Technically R.O.T.C. buildings 'should' be considered 'federal property'
and under 'federal jurisdiction' - so it really is a 'federal case' and all
that - what most people do not understand are the rules of 'reciprocity' that
are used to 'simplify' these 'jurisdictional matters' in areas that are not
'directly contained' within a guarded federal facility. So the demonstrations,
and occupations of R.O.T.C. facilities was an issue between the students and
the 'federal government'.

Oh yes, there is an N.R.O.T.C. - which is the 'naval' branch, and is the
basis for training both naval and marine reserve officers.

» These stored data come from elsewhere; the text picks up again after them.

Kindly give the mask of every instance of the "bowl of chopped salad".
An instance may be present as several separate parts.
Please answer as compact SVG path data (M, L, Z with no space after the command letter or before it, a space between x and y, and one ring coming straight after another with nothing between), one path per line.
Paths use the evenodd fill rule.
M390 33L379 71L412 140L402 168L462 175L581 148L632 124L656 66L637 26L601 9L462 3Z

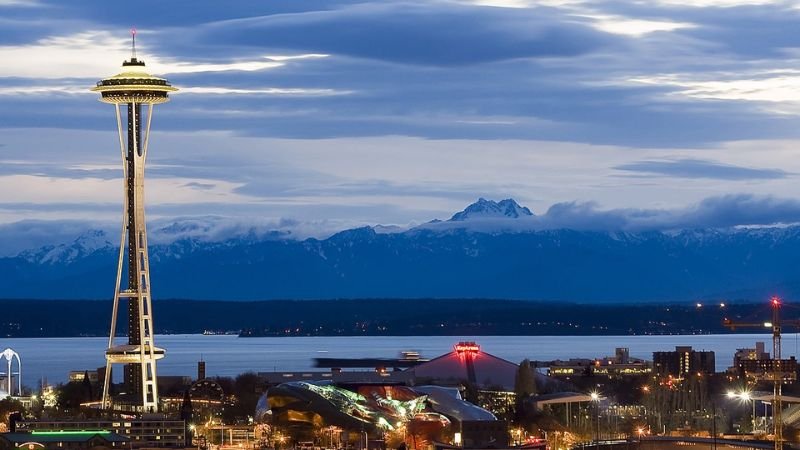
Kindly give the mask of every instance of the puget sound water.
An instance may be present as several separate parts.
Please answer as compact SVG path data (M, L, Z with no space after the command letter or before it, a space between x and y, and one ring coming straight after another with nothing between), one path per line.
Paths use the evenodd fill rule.
M122 342L124 338L118 338ZM305 371L313 369L317 357L394 358L403 350L415 350L424 358L451 351L459 341L475 341L483 351L518 363L531 360L596 358L614 354L616 347L628 347L630 355L652 359L654 351L674 350L691 345L696 350L713 350L717 371L732 364L737 348L753 347L762 341L772 349L768 334L725 334L689 336L354 336L354 337L261 337L230 335L159 335L156 345L166 349L158 362L160 375L196 374L197 361L206 361L208 376L235 376L242 372ZM0 350L11 347L22 359L22 381L36 388L44 379L63 383L69 371L94 370L105 364L103 352L108 338L0 338ZM786 334L783 357L796 356L798 336ZM0 368L0 371L5 371ZM324 370L324 369L317 369ZM16 371L16 367L14 368ZM115 371L121 378L122 371Z

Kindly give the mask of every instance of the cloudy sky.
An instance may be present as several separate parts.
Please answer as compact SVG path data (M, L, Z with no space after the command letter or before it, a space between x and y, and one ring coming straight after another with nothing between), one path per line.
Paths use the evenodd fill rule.
M132 26L156 220L800 218L800 1L0 0L0 223L119 220Z

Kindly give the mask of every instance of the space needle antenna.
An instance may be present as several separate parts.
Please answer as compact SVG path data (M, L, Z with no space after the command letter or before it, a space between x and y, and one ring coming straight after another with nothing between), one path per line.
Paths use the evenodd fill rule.
M131 60L136 61L136 27L131 28Z

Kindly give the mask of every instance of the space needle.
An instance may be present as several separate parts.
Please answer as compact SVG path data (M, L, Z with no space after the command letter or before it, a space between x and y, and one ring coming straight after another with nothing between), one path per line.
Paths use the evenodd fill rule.
M153 340L155 332L144 216L144 167L153 106L169 101L168 94L176 90L166 79L145 72L144 61L136 58L136 30L131 31L131 59L122 63L122 72L97 82L97 86L92 88L92 91L100 93L101 102L111 103L116 110L124 178L123 223L111 332L106 350L103 408L112 407L112 365L124 364L125 394L119 397L119 405L115 407L140 412L158 411L156 361L164 357L164 350L156 347ZM127 280L123 281L123 275ZM127 306L128 342L116 344L117 316L122 299L126 300Z

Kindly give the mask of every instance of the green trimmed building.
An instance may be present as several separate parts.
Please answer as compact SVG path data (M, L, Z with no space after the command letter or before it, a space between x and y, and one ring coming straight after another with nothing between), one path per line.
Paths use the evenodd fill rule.
M0 433L0 450L124 449L129 443L125 436L107 430Z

The alternative means to a 'commission' in the armed forces are:

1. graduation from one of the Federal Military Academies.
I believe both VMI and The Citadel 'technically' graduate
out R.O.T.C. 'reserve' officers - but I am not sure.

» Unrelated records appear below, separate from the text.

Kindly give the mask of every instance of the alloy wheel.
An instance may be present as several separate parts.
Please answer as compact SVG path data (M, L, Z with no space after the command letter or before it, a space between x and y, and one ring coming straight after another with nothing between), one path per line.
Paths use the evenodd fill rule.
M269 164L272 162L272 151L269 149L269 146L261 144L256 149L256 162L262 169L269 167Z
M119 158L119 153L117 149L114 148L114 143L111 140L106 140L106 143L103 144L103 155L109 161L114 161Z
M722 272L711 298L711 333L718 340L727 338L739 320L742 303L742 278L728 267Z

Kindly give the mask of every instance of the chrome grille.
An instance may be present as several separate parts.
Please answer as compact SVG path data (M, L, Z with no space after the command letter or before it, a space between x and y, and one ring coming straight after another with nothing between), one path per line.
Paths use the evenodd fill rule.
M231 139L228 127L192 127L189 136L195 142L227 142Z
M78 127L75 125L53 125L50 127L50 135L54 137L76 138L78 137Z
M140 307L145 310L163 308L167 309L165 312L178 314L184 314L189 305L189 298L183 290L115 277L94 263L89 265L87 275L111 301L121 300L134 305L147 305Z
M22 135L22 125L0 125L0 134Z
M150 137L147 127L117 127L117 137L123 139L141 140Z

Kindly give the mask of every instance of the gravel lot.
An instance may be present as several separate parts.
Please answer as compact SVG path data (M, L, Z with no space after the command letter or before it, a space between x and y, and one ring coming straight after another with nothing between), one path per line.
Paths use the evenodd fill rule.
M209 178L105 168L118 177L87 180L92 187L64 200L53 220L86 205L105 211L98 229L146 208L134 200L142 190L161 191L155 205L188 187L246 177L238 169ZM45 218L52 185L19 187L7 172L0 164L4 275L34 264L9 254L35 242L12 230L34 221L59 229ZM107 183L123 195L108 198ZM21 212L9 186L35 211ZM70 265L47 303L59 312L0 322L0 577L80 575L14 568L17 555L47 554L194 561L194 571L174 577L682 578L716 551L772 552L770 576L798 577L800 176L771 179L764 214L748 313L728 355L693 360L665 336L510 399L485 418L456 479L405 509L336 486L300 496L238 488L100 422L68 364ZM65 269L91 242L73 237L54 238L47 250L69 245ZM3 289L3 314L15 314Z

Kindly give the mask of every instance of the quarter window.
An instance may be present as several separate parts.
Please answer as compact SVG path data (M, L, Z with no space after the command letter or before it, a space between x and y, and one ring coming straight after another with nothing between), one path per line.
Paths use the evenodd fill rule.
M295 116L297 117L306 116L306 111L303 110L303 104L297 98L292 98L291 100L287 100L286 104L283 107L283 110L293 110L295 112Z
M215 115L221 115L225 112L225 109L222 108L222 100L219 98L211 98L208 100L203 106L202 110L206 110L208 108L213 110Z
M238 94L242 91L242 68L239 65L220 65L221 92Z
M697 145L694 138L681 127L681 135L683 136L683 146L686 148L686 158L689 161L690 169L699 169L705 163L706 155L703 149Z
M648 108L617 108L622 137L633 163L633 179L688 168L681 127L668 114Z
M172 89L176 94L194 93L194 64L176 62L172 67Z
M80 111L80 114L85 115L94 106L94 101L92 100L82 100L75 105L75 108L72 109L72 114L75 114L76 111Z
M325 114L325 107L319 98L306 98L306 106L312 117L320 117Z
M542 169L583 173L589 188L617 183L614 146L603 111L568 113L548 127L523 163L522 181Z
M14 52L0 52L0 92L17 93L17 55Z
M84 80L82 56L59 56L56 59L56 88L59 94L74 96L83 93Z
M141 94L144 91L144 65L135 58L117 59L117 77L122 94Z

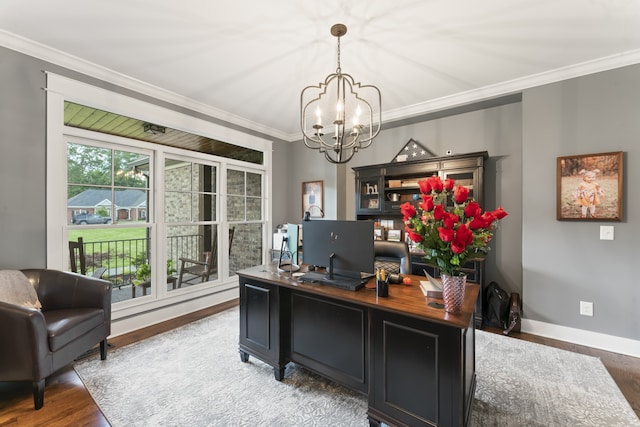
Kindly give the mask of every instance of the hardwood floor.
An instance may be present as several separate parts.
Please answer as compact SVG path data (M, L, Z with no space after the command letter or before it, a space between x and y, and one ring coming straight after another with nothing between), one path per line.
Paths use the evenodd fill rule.
M110 340L114 347L123 347L206 316L224 311L238 304L230 301L158 325L122 335ZM486 329L501 333L496 329ZM514 339L545 344L564 350L599 357L611 377L640 417L640 359L557 341L536 335L515 333ZM97 358L97 352L91 357ZM44 407L33 409L31 383L0 382L0 427L5 426L109 426L98 406L84 388L71 365L47 379Z

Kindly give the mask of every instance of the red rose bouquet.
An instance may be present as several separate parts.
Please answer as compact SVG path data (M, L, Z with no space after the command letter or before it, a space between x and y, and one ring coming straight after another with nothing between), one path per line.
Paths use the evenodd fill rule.
M489 251L498 221L508 214L501 207L483 212L469 198L469 189L456 186L452 179L432 176L418 184L422 201L417 208L408 202L400 206L405 232L424 250L430 265L446 275L457 275L469 258Z

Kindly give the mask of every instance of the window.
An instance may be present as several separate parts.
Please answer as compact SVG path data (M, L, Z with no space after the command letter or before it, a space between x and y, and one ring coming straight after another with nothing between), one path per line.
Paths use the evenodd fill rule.
M230 272L262 264L263 204L261 173L227 170L227 221L233 230Z
M171 315L180 315L235 298L230 264L244 268L263 259L271 142L54 73L46 76L47 267L70 269L69 244L82 237L86 274L114 283L114 333L135 329L136 316L162 321L169 306ZM149 88L138 92L164 99L163 92ZM179 105L200 111L184 101ZM94 111L87 115L82 106ZM148 120L167 132L141 136ZM176 139L186 134L188 141ZM230 170L239 171L243 182L231 194L243 203L242 215L232 212L234 220L227 215ZM175 174L190 176L190 184L174 180ZM140 192L144 197L122 197ZM105 197L72 200L82 193ZM176 243L188 235L200 240ZM181 258L215 259L217 271L179 285Z
M177 268L169 290L218 279L217 174L213 163L165 160L167 262Z
M67 141L68 238L83 244L70 254L69 270L111 280L114 303L134 298L135 286L146 293L153 248L146 218L150 154L103 147L100 141Z

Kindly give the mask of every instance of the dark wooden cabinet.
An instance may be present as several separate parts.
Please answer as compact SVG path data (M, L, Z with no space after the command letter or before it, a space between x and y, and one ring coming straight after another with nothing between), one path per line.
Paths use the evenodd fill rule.
M469 188L470 197L482 206L487 157L486 151L480 151L353 168L356 176L356 217L399 219L402 203L419 201L418 181L433 175L455 179L456 184Z
M401 230L404 232L400 205L405 202L416 204L420 199L418 181L433 175L442 179L451 178L457 185L464 185L469 189L469 196L484 207L483 175L484 163L488 158L486 151L450 156L432 157L421 161L407 161L385 163L372 166L353 168L356 177L356 219L373 220L379 222L386 230ZM385 237L386 238L386 237ZM402 235L404 238L404 235ZM439 272L428 267L422 255L416 252L410 243L412 251L412 273L423 275L423 269L434 277ZM480 285L481 291L476 302L475 324L482 326L482 288L484 284L483 263L481 260L468 262L462 269L467 274L467 280Z
M475 390L475 329L469 323L459 329L372 313L369 411L375 420L411 426L467 424Z
M240 277L240 358L253 354L273 366L277 380L284 378L288 363L282 343L287 338L288 319L282 318L283 302L278 286Z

2. OCS - officer candidate school { home of the 90 day wonders. also
known 'affectionately' as "knife and fork" school. }

3. battlefield promotion - not an easy school to graduate from the
curiculum can kill you.


ps: the other 'silly' that has 'shifted' in the years:

NDSL - was National Defense Student Loan, now is the

National Direct Student Loan programme....


From: Phoenix <>
Subject: Re: QUERY: ROTC & antiwar activism

ROTC = Reserve Officers Training Corps. A sick slick collegiate way to
militarize young men & women. "Students" learn/play war weekly & during
summer then "accept" commissions in particular branch of service for what
ever time was contracted. There's also high school ROTC an even more
dangerous component in the plan. I've no ideas of the numbers to date,
but Viet Nam & Gulf Vets (& Korean vets too) have spoken to thousands and
thousands of high school students around the USA. Military recruiters
hate us!

Bring a combat vet to your school!

Also, this seems like a rather good bibliography. I assume someone
updates it periodically with info from subscribers of this list. Perhaps
it should be recommended more visibly to students & other seekers &

"Shall we go, you and I while we can
Through the transitive nightfall of diamonds?"
John Perry Barlow



From: Subject: Re: QUERY: ROTC & antiwar activism

ROTC stands for Reserve Officer Training Corps. These were students being trained to be military officers after graduation. Although in later years ROTC programs started admitting women, during the Vietnam War the units were all male. >Oh yeah, does anyone know of any historians or commentators >on the anti-war demonstrations?

There should be a lot of material here. You might start with Kirkpatrick Sale's book SDS and work your way through the reference section.

Also, take a look at Jerome Skolnick's The Politics of Protest.

See if your library has archives for The Guardian, a radical newsweekly.